Les Etats-Unis sont également très présents à travers leur agence d'aide (USAID) et de nombreuses ONG dont le rôle d'observateur avisé me semble important. De même, l'Union Européenne en tant qu'institution communautaire ou à travers ses membres est très active : la Grande-Bretagne et les Pays-Bas me semblent les plus engagés à l'heure actuelle. L'influence française est plus politique, aussi bien au niveau de l'Union Européenne qu'au niveau du Conseil de Sécurité des Nations Unies. Ces efforts étatiques privilégient la remise en place de l'Etat, après avoir soutenu le processus électoral : la réforme de l'armée, la consolidation des institutions, etc., tout en veillant sur le volet humanitaire et du respect des droits humains. En puissance africaine, l'Afrique du Sud est bien présente, aussi bien dans la sphère politique et diplomatique qu'économique, à travers des accords bilatéraux sur l'énergie, les communications ou les minerais. Je mentionnerai également l'Angola dont les projets conjoints avec la RDC cherchent à « sécuriser » sa production pétrolière dans l'Enclave de Cabinda – territoire angolais coincé entre l'Atlantique, la RDC et le Congo-Brazzaville.
Dans le domaine économique, la Chine s'est ouvertement positionnée comme acteur majeur de la reconstruction en RDC. Avec un contrat d'exploitation de concessions minières contre une dizaine de milliards de dollars et la réalisation de travaux d'infrastructure, la Chine voudrait lancer des chantiers de grande ampleur.

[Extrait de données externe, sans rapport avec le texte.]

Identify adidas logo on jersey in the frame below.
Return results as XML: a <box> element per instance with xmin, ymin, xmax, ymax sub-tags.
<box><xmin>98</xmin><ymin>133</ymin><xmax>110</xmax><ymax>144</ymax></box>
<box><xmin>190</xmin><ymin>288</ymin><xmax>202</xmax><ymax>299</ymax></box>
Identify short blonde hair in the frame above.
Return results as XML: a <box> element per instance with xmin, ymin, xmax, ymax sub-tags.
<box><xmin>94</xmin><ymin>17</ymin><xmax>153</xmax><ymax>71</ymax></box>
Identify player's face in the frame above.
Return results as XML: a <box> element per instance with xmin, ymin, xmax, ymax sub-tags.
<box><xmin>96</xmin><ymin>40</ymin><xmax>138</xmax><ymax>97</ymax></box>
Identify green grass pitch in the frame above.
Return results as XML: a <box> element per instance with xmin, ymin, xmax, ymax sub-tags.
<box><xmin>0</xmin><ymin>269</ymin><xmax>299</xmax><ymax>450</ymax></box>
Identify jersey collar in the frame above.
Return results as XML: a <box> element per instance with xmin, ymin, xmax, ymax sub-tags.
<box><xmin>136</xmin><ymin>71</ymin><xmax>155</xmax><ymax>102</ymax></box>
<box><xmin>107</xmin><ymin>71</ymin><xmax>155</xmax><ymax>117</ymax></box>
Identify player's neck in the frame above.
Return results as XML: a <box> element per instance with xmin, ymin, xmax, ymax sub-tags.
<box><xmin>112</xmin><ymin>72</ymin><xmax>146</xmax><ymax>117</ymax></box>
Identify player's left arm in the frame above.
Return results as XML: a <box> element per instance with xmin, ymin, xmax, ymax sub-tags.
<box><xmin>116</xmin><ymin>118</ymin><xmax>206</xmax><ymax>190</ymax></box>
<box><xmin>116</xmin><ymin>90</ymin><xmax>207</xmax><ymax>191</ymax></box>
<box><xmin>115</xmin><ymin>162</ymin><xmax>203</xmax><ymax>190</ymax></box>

Les pays arabes se sont quant à eux engagés dans le marché de l'hôtellerie de luxe.
Quels sont les pistes et les secteurs à reconstruire ?
En sortie de conflit, si l’on excepte une partie du Nord Kivu où persiste une poche de guerre, la RDC se présente comme un Etat où tout est à faire : des infrastructures de transport et de télécommunications au système administratif à moderniser, en passant par les secteurs touristique et minier, les structures bancaires, les technologies de l'information ou les réformes institutionnelles. La RDC est un pays chantier.
De nombreuses opportunités existent dans tous ces domaines où un tissu de PME recherche des partenariats pour devenir compétitives localement, régionalement ou internationalement.
Que peut-on dire des influences asiatiques – arabes, indiennes, chinoises – et de leurs impacts sur la reconfiguration des pôles émergents dans les Grands Lacs ?
Les influences asiatiques sont la principale caractéristique de l'économie africaine de ces débuts du 21e siècle. La RDC n'échappe pas à cette tendance lourde. Il apparaît en effet que l'économie africaine et ses acteurs ont trouvé en Asie un dynamisme qui semblait leur faire défaut. Dans l'Est de la RDC, par exemple, cette énergie, véhiculée par des grands commerçants du Kivu, a introduit une dynamique qui contraste avec les effets de la guerre encore visibles (camps de populations déplacées par exemple). Ainsi observe-t-on plusieurs phénomènes liés au commerce avec les Asiatiques : le boom immobilier dans les villes de Goma, Bukavu ou Beni, la rénovation du parc automobile avec des véhicules neufs ou d'occasion ayant le volant à droite, l'importance commerciale et financière de la ville de Butembo, etc. L'émergence de Butembo comme nouvel axe est liée aux connexions établies par les commerçants congolais Nande, et leurs partenaires indopakistanais ou chinois, avec le triplet asiatique Dubaï-Mumbai-Ouangzhou. Il s’agit là d’une nouvelle donne économique et commerciale afro-asiatique dont il faut observer attentivement l'évolution dans l’est de la RDC.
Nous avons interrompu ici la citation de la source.